Re: [PATCH 2/2] zonefs: use zone-append for AIO as well

Johannes Thumshirn <Johannes.Thumshirn@xxxxxxx> · Wed, 22 Jul 2020 14:32:26 +0000

On 21/07/2020 15:02, Kanchan Joshi wrote:
> On Mon, Jul 20, 2020 at 10:21:18PM +0900, Johannes Thumshirn wrote:
>> If we get an async I/O iocb with an O_APPEND or RWF_APPEND flag set,
>> submit it using REQ_OP_ZONE_APPEND to the block layer.
>>
>> As an REQ_OP_ZONE_APPEND bio must not be split, this does come with an
>> additional constraint, namely the buffer submitted to zonefs must not be
>> bigger than the max zone append size of the underlying device.
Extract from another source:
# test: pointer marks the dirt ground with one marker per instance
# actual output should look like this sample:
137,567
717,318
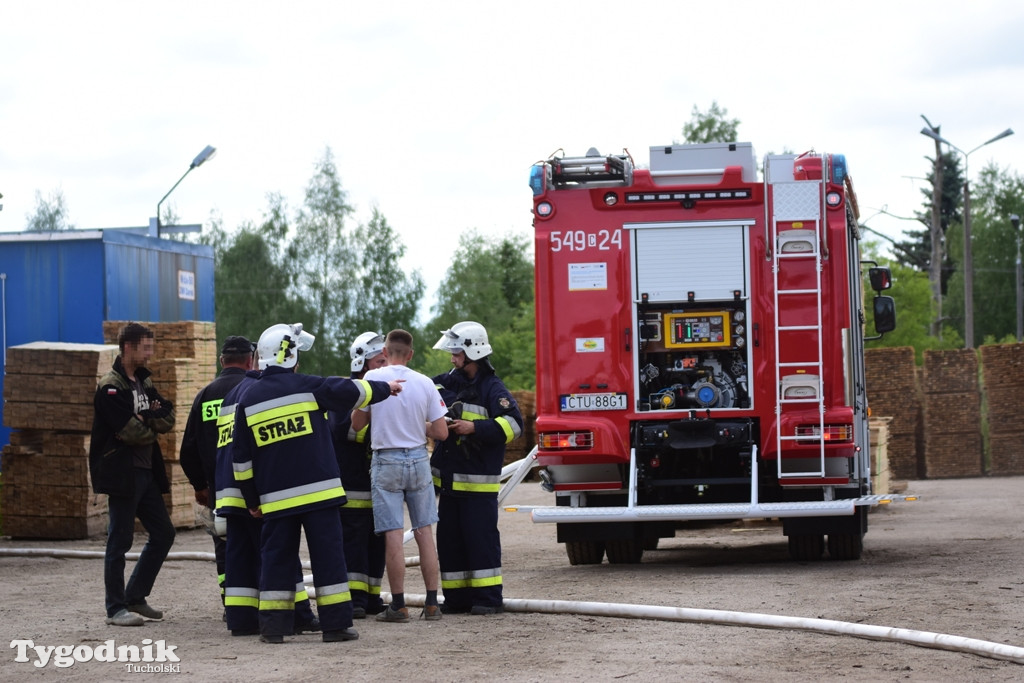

For
>> synchronous I/O we don't care about this constraint as we can return short
>> writes, for AIO we need to return an error on too big buffers.
> 
> I wonder what part of the patch implements that constraint on large
> buffer and avoids short-write.
> Existing code seems to trim iov_iter in the outset. 
> 
>         max = queue_max_zone_append_sectors(bdev_get_queue(bdev));
>         max = ALIGN_DOWN(max << SECTOR_SHIFT, inode->i_sb->s_blocksize);
>         iov_iter_truncate(from, max);

This actually needs a 'if (sync)' before the iov_iter_truncate() you're right.

> 
> This will prevent large-buffer seeing that error, and will lead to partial write.
> 
>> On a successful completion, the position the data is written to is
>> returned via AIO's res2 field to the calling application.
>>
>> Signed-off-by: Johannes Thumshirn <johannes.thumshirn@xxxxxxx>
>> ---
>> fs/zonefs/super.c  | 143 +++++++++++++++++++++++++++++++++++++++------
>> fs/zonefs/zonefs.h |   3 +
>> 2 files changed, 128 insertions(+), 18 deletions(-)
>>
>> diff --git a/fs/zonefs/super.c b/fs/zonefs/super.c
>> index 5832e9f69268..f155a658675b 100644
>> --- a/fs/zonefs/super.c
>> +++ b/fs/zonefs/super.c
>> @@ -24,6 +24,8 @@
>>
>> #include "zonefs.h"
>>
>> +static struct bio_set zonefs_dio_bio_set;
>> +
>> static inline int zonefs_zone_mgmt(struct zonefs_inode_info *zi,
>> 				   enum req_opf op)
>> {
>> @@ -700,16 +702,71 @@ static const struct iomap_dio_ops zonefs_write_dio_ops = {
>> 	.end_io			= zonefs_file_write_dio_end_io,
>> };
>>
>> +struct zonefs_dio {
>> +	struct kiocb		*iocb;
>> +	struct task_struct	*waiter;
>> +	int			error;
>> +	struct work_struct	work;
>> +	size_t			size;
>> +	u64			sector;
>> +	struct completion	completion;
>> +	struct bio		bio;
>> +};
> 
> How about this (will save 32 bytes) - 
> +struct zonefs_dio {
> +       struct kiocb            *iocb;
> +       struct task_struct      *waiter;
> +       int                     error;
> +	union {
> +       	struct work_struct      work;   //only for async IO
> +       	struct completion       completion; //only for sync IO
> +	};
> +       size_t                  size;
> +       u64                     sector;
> +       struct bio              bio;
> +};
> And dio->error field is not required.
> I see it being used at one place -
> +       ret = zonefs_file_write_dio_end_io(iocb, dio->size,
> +                                          dio->error, 0);
> Here error-code can be picked from dio->bio.
> 

Indeed, did that and also removed the unused completion from 
zonefs_dio and made a union of work and waiter.